Programming

A collection of resources relating to C programming, including Makefiles.

Linked Lists

Similar to arrays, linked lists store a sequence of data all of the same type. One benefit of linked lists is that elements are created as you need them, so linked lists use only the memory they need. Another benefit is that adding or removing elements is constant time.

Structs

As a reminder, a structure is a collection of variables. Unlike arrays, the elements of a structure are permitted to have different types. When memory is reserved for a struct, a chunk large enough to hold all the variables is allocated. A simple structure might look like


struct Animal {
    char name[20];
    Colour colour;
    int powerLevel;
};

This creates a new type struct Animal. The Animal in struct Animal is called the struct tag.

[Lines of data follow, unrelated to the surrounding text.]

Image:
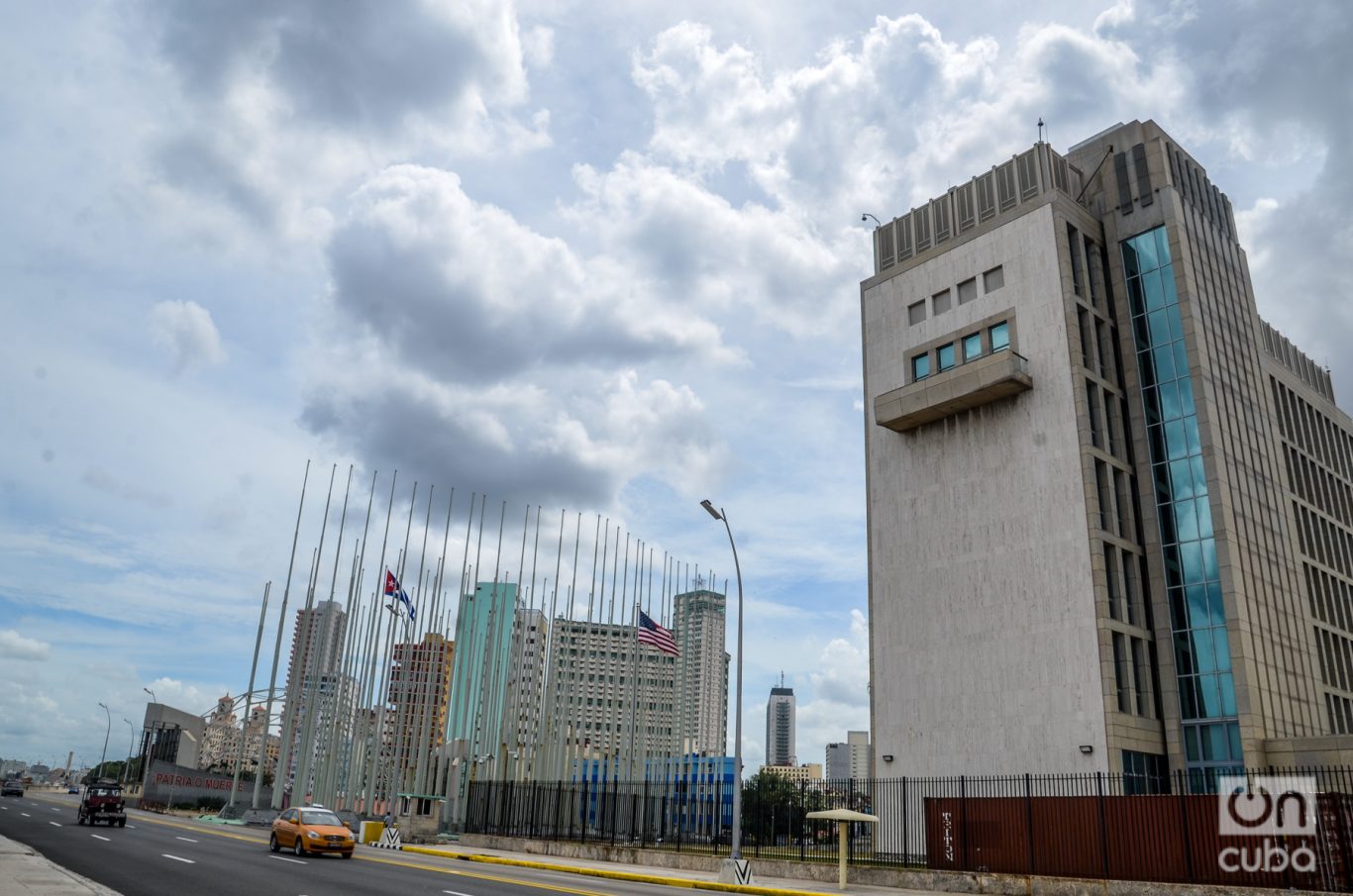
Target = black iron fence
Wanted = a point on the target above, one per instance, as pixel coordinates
(1291, 828)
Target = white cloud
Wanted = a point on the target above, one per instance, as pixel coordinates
(15, 647)
(187, 332)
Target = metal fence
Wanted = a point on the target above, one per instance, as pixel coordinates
(1169, 829)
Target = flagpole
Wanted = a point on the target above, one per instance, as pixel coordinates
(292, 687)
(346, 719)
(276, 651)
(425, 733)
(244, 730)
(310, 757)
(455, 762)
(402, 713)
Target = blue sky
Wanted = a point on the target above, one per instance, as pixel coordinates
(587, 255)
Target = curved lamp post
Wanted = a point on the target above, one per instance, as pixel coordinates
(106, 733)
(132, 745)
(736, 851)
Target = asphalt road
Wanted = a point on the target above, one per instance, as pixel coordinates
(159, 854)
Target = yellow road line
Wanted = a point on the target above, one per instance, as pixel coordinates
(688, 883)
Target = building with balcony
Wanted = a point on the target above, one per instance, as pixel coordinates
(1108, 506)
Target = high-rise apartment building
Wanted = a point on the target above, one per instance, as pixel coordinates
(1108, 507)
(314, 680)
(850, 758)
(699, 626)
(594, 703)
(420, 692)
(780, 726)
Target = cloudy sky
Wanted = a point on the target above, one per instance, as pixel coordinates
(598, 257)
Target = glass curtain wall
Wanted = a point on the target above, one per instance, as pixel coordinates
(1197, 617)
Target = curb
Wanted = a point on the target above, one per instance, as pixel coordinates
(628, 876)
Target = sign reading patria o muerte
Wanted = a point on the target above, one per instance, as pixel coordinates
(170, 784)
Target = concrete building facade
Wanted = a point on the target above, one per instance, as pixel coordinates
(780, 726)
(850, 758)
(699, 628)
(1088, 547)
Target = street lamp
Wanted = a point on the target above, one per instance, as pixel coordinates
(132, 744)
(736, 853)
(106, 733)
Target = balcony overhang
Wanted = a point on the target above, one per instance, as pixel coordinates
(962, 388)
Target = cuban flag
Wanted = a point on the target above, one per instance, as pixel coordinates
(395, 592)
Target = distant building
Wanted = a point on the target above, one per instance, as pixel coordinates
(170, 736)
(221, 738)
(850, 758)
(1108, 506)
(780, 726)
(795, 773)
(314, 680)
(592, 700)
(699, 626)
(420, 692)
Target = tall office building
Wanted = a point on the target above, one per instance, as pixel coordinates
(1108, 518)
(314, 680)
(481, 669)
(420, 692)
(699, 626)
(594, 700)
(525, 683)
(850, 758)
(780, 726)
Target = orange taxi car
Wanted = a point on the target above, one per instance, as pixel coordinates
(311, 829)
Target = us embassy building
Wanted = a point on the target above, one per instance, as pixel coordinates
(1109, 508)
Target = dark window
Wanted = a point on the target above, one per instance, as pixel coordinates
(972, 347)
(993, 278)
(968, 291)
(1000, 336)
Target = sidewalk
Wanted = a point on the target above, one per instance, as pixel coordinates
(647, 873)
(26, 873)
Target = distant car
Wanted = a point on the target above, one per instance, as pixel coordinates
(311, 829)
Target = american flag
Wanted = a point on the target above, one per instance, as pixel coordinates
(650, 633)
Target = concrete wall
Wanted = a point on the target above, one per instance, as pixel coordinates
(984, 647)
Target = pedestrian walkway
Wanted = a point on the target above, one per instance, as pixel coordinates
(23, 872)
(651, 874)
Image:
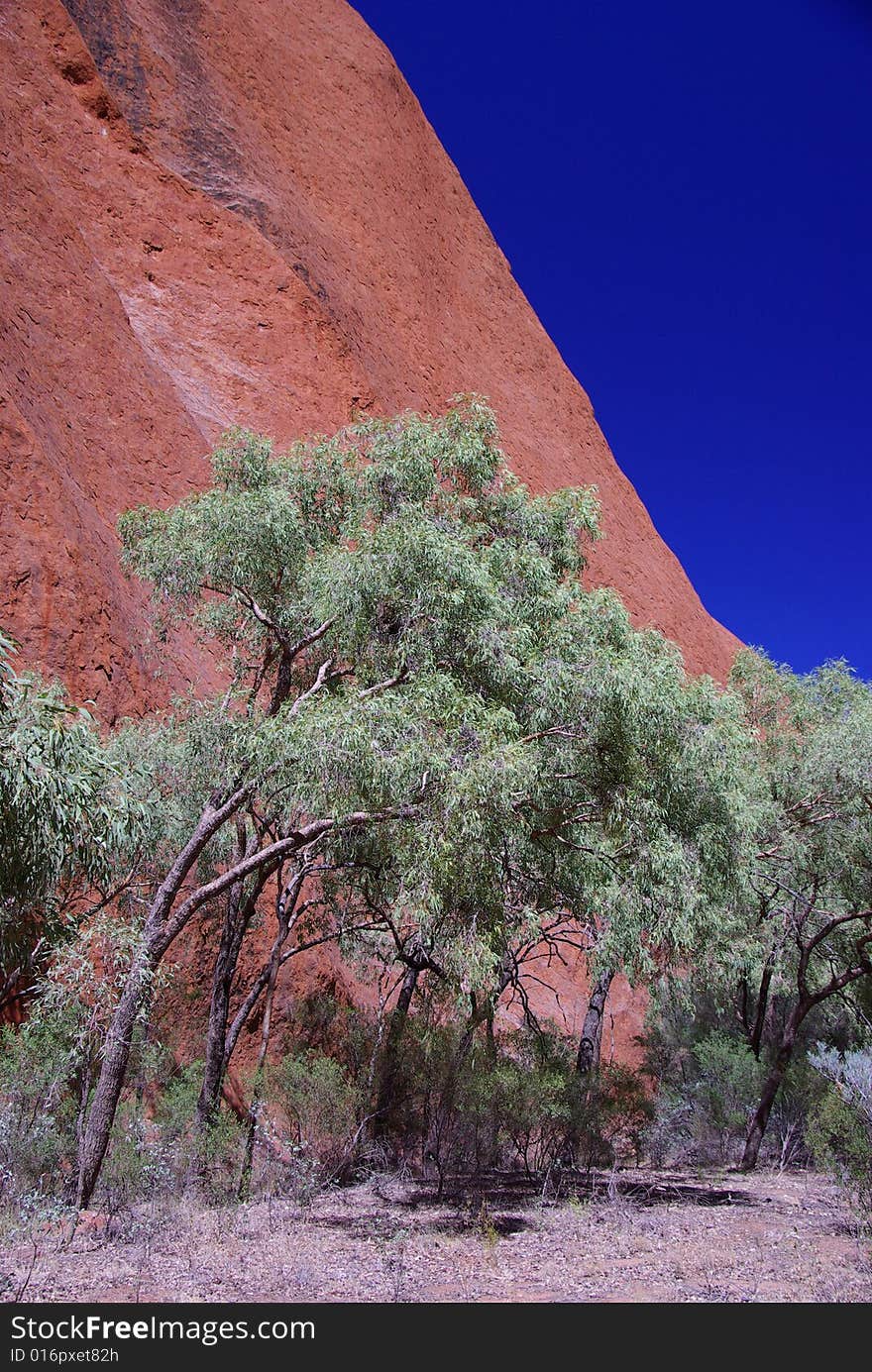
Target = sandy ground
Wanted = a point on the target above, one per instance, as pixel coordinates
(772, 1236)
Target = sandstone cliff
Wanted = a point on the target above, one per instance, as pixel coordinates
(237, 211)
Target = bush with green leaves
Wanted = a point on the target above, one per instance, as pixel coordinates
(73, 813)
(839, 1130)
(429, 712)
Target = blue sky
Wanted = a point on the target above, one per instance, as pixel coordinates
(684, 193)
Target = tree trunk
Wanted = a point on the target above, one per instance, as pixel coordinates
(116, 1057)
(591, 1041)
(284, 909)
(235, 923)
(762, 1004)
(771, 1086)
(390, 1054)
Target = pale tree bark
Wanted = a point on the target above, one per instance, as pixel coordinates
(591, 1041)
(807, 1002)
(388, 1064)
(164, 923)
(285, 904)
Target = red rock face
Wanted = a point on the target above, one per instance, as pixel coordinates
(237, 211)
(234, 210)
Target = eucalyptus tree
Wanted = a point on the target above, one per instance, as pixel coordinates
(808, 923)
(406, 635)
(71, 813)
(397, 558)
(643, 808)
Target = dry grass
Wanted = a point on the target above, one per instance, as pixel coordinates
(782, 1237)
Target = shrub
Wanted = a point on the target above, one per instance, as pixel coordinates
(839, 1130)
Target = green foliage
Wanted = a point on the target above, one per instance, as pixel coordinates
(39, 1069)
(71, 812)
(839, 1130)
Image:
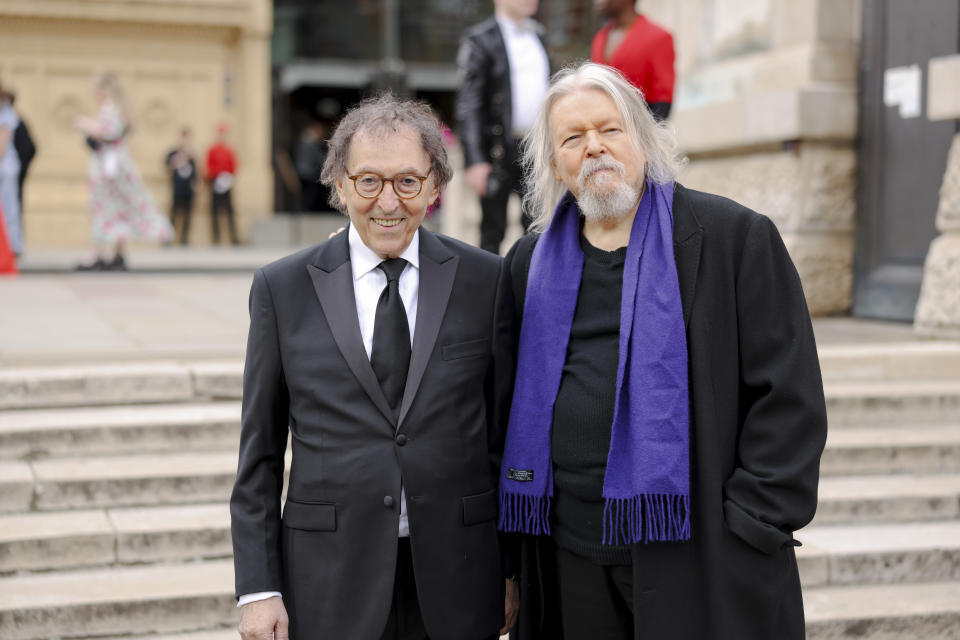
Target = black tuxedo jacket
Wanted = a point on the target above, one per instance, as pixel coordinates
(333, 552)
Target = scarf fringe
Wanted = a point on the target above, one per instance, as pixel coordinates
(646, 518)
(524, 514)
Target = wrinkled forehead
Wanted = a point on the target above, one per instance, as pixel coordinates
(384, 146)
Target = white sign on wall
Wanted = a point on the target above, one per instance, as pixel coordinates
(901, 88)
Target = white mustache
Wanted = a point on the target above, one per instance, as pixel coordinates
(593, 165)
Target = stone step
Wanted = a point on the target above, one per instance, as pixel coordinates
(875, 498)
(891, 361)
(893, 403)
(229, 633)
(133, 480)
(101, 384)
(38, 433)
(879, 553)
(934, 449)
(118, 600)
(221, 379)
(92, 537)
(883, 612)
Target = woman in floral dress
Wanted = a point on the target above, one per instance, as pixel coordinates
(121, 208)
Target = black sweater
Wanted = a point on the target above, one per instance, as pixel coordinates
(583, 413)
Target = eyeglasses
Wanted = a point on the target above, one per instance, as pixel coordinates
(405, 185)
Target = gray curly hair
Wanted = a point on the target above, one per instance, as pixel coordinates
(381, 114)
(655, 140)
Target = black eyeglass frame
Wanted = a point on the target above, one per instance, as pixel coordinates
(392, 181)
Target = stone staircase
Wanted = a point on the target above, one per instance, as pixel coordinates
(114, 482)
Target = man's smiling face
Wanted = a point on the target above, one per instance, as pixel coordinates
(387, 223)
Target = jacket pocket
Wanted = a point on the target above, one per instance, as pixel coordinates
(763, 537)
(481, 507)
(466, 349)
(314, 516)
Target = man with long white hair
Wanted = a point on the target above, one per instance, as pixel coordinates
(668, 413)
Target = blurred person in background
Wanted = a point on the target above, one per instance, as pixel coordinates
(9, 172)
(504, 73)
(221, 171)
(121, 207)
(183, 178)
(310, 154)
(26, 150)
(639, 49)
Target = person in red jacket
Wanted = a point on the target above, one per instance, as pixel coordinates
(639, 49)
(220, 171)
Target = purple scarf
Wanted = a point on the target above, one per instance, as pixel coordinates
(646, 489)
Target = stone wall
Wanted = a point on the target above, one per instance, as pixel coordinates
(766, 110)
(195, 63)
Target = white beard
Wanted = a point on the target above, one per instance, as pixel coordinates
(604, 197)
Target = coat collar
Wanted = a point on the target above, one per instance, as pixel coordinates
(687, 243)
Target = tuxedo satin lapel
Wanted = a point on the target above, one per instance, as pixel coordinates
(334, 289)
(438, 268)
(687, 242)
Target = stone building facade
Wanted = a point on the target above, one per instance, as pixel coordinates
(197, 63)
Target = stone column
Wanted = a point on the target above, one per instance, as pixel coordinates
(938, 310)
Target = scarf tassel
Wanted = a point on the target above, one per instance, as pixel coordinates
(524, 514)
(646, 518)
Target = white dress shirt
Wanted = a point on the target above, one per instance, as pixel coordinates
(529, 70)
(368, 283)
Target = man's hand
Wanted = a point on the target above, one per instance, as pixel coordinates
(264, 620)
(511, 606)
(476, 176)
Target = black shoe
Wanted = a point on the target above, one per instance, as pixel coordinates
(117, 264)
(96, 265)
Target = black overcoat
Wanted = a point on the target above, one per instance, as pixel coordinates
(333, 551)
(758, 422)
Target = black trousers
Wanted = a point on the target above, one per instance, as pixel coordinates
(221, 202)
(181, 208)
(596, 601)
(405, 621)
(501, 183)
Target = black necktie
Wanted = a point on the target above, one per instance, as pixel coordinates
(390, 356)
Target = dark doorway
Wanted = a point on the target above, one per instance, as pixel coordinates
(902, 158)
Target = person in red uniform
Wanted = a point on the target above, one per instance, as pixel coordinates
(639, 49)
(221, 169)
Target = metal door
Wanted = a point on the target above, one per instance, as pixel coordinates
(902, 158)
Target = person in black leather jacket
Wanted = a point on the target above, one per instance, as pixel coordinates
(504, 73)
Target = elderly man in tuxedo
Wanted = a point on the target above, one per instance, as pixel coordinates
(384, 355)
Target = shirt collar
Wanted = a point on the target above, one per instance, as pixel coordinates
(517, 27)
(363, 260)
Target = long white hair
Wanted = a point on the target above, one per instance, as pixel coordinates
(655, 140)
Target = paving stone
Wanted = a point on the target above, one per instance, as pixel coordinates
(163, 598)
(16, 486)
(35, 541)
(113, 481)
(888, 498)
(884, 612)
(884, 450)
(33, 433)
(85, 385)
(893, 403)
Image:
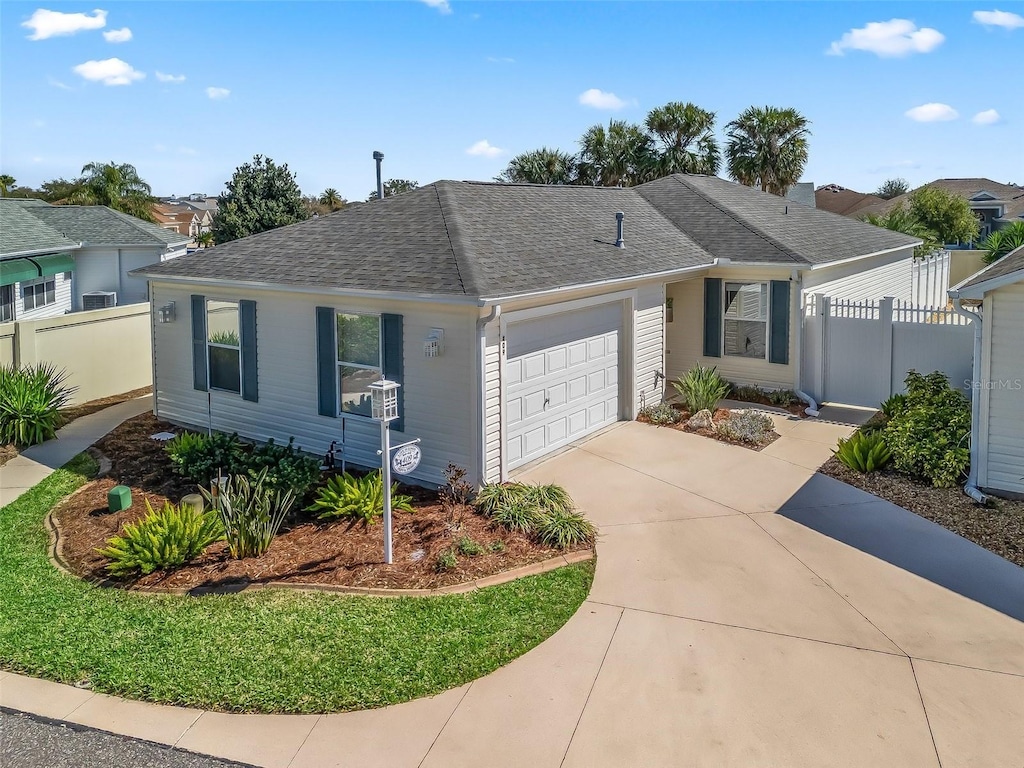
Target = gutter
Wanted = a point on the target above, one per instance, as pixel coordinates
(971, 487)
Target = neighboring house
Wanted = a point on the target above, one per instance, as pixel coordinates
(836, 199)
(995, 205)
(996, 294)
(510, 314)
(112, 244)
(36, 266)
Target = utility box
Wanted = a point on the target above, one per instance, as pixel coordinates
(119, 499)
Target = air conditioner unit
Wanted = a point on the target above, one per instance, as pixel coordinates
(99, 299)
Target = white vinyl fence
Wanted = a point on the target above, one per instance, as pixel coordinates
(859, 352)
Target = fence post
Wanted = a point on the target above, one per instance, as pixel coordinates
(886, 329)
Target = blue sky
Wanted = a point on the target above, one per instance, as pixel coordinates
(197, 88)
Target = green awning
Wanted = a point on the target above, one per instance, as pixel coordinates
(19, 269)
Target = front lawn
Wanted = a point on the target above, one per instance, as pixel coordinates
(263, 650)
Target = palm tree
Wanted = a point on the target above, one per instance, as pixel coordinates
(622, 155)
(118, 186)
(544, 166)
(767, 147)
(685, 133)
(332, 199)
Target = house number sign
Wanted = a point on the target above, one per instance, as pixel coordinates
(406, 459)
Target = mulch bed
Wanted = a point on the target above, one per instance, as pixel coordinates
(306, 550)
(998, 528)
(719, 415)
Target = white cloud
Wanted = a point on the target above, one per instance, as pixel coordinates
(932, 113)
(109, 72)
(1003, 18)
(897, 37)
(118, 36)
(442, 5)
(986, 118)
(484, 148)
(45, 24)
(601, 99)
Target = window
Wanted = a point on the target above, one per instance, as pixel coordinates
(745, 320)
(358, 360)
(39, 293)
(223, 345)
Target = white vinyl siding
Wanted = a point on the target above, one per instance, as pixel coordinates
(438, 391)
(1003, 391)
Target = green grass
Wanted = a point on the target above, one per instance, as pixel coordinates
(265, 650)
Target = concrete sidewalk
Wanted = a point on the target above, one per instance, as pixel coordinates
(36, 463)
(723, 629)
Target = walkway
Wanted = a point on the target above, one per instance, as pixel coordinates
(743, 613)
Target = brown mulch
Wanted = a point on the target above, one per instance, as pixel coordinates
(998, 528)
(719, 415)
(306, 550)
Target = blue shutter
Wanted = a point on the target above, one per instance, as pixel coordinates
(199, 343)
(778, 344)
(247, 328)
(327, 361)
(391, 336)
(713, 316)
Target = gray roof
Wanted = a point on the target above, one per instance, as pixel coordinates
(23, 232)
(99, 225)
(486, 241)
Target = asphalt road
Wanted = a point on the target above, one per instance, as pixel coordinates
(27, 741)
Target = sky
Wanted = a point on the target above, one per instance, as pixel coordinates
(187, 91)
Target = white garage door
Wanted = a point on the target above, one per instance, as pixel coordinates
(561, 375)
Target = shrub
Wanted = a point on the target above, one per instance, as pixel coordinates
(863, 452)
(563, 528)
(31, 398)
(251, 511)
(162, 540)
(660, 414)
(747, 426)
(199, 457)
(930, 438)
(357, 499)
(287, 467)
(701, 388)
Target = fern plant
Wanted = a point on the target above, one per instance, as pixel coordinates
(165, 539)
(357, 499)
(701, 388)
(863, 452)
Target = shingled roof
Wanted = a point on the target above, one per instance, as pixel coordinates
(486, 241)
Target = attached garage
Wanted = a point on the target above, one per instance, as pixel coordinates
(561, 379)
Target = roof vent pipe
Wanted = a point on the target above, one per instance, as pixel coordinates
(379, 156)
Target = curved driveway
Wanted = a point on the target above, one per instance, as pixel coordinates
(744, 612)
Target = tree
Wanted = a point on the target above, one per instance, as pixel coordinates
(118, 186)
(892, 187)
(332, 200)
(261, 196)
(767, 147)
(544, 166)
(622, 155)
(686, 138)
(947, 215)
(395, 186)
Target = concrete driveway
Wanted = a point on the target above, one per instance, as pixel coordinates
(745, 612)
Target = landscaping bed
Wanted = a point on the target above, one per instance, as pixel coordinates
(998, 528)
(306, 551)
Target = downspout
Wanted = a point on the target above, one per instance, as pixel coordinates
(481, 335)
(971, 487)
(812, 407)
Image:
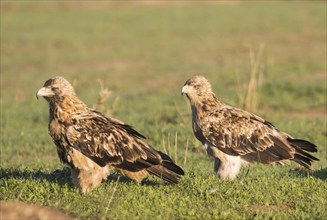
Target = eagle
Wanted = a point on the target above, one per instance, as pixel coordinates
(234, 137)
(93, 144)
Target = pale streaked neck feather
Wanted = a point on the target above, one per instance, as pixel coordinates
(64, 108)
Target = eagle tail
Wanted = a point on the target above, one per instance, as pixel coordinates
(302, 147)
(167, 170)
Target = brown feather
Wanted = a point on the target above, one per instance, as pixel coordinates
(98, 141)
(237, 132)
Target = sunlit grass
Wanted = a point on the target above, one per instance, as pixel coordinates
(143, 54)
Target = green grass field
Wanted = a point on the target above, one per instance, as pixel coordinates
(144, 52)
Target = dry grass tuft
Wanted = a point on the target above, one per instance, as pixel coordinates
(250, 100)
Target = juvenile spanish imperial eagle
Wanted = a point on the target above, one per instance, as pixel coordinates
(233, 136)
(93, 144)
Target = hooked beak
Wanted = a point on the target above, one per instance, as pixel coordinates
(44, 92)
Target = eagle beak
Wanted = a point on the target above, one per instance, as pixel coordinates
(185, 89)
(44, 92)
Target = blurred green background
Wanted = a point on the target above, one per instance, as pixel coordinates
(144, 52)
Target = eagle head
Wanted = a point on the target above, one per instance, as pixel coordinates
(196, 86)
(56, 87)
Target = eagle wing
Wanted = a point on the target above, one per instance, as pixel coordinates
(240, 133)
(109, 141)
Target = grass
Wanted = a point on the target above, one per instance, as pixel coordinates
(143, 53)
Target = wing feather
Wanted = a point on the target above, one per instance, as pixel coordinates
(237, 132)
(106, 140)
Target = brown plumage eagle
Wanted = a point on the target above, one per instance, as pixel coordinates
(234, 136)
(93, 144)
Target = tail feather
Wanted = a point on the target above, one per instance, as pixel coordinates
(301, 156)
(303, 144)
(167, 170)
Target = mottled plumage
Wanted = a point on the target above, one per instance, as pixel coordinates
(234, 136)
(94, 144)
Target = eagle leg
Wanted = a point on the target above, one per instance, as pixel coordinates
(225, 166)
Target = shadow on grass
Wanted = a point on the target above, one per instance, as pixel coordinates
(319, 174)
(61, 177)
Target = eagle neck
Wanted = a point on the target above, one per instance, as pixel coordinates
(64, 108)
(201, 105)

In this example, our struct is a record of the name, colour, and power level of an animal.

We can declare an instance of our struct and set its fields using, for example,


struct Animal animal;
strncpy(animal.name, "cat", 20);
animal.colour = RED;
animal.powerLevel = 20;

Or we can use the heap


struct Animal *animal = malloc(sizeof(struct Animal));
strncpy(animal->name, "cat", 20);
animal->colour = RED;
animal->powerLevel = 20;

Basic Chaining

A linked list can be created from an existing structure by adding a self-referential field. In other words, a field whose type is a pointer to that same structure type. In the following example, we have modified the struct we saw earlier to have a new self-referential field next with type struct Animal *


struct Animal {
    char name[20];
    Colour colour;
    int powerLevel;
    struct Animal *next;
};

By having the next field of a node point at the subsequent node, we are able to chain a sequence of structs together to form a list. If there is no subsequent node, then next should be NULL.

Creating a linked list

The first thing you need to do is create a variable that will be used to keep track of the start of your linked list, ie. the head of the list.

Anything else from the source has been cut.